Are you a leader or a micromanager? The difference is whether your team’s speed is theirs or yours…because micromanagement comes with a speed limit.
Micromanage your team, and you will never get your people to use their potential, and your team will never be as successful as it could be. So, if micromanaging is so wrong (with your team losing speed and not using their potential), why do so many executives still micromanage their teams?
Leaders enable their teams, and micromanagers control
Very often, executives micromanage not because their people and teams are not capable but for their own need to feel in control. If you need to know everything and direct your people on everything to feel in control…even if you know it is not right, you will continue to micromanage because you need to FEEL in control. Think of it this way: As you climb higher, your way gets more and more out of date. So, telling your people what to do all the time might not add any real value.
How to ensure your nose is in and your fingers are out
Leaders can’t delegate the work and play golf. A leader’s job is to set a clear direction and pace and keep that direction and speed clear in their people’s minds. Also, you can’t grow and coach your people without involvement, which requires you to keep your nose in. The best way the put your nose in is by asking questions and listening to your people. Also, when
you listen to your people, they feel more valued. You have to keep your fingers out, and you do that by stopping giving your people the answers. With your questions, you will help your people uncover the answers independently, taking more ownership of their solutions than yours.

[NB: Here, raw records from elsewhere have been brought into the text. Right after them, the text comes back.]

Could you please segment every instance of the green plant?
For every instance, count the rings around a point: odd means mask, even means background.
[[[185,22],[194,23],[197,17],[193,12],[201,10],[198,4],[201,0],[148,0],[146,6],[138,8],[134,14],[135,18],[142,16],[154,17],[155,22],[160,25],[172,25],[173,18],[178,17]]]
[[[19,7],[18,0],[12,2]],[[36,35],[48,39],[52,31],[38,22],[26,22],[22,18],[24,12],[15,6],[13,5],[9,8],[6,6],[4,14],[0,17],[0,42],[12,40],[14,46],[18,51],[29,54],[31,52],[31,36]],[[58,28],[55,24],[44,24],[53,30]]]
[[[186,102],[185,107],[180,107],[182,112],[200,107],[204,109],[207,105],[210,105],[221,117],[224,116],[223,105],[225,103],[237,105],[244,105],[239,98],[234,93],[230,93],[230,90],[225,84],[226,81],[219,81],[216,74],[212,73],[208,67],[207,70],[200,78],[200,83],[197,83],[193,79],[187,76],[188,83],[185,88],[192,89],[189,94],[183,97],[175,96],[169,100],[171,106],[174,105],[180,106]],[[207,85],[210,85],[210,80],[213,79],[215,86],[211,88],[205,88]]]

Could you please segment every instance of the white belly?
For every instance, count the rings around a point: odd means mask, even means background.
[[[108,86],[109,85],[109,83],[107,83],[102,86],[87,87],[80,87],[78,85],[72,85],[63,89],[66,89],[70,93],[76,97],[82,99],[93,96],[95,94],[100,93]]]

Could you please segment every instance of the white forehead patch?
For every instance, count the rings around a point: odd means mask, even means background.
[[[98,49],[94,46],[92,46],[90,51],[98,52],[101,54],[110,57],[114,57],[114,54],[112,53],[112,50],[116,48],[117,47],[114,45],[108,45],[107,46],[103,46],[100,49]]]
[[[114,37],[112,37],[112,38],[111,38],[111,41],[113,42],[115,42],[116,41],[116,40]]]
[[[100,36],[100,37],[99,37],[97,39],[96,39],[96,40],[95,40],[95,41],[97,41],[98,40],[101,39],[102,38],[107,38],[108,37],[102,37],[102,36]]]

How to engage different personalities in your team in other ways
You must be consistently different to keep your nose in and make your communications as effective as possible. Successful leaders adapt their communications to the other personalities in their team. By adjusting to their people, they get their key messages and information to land faster with their people. To engage your people and for them to feel empowered, adapt to your people before asking them to adapt to you. You gain more influence by adjusting first.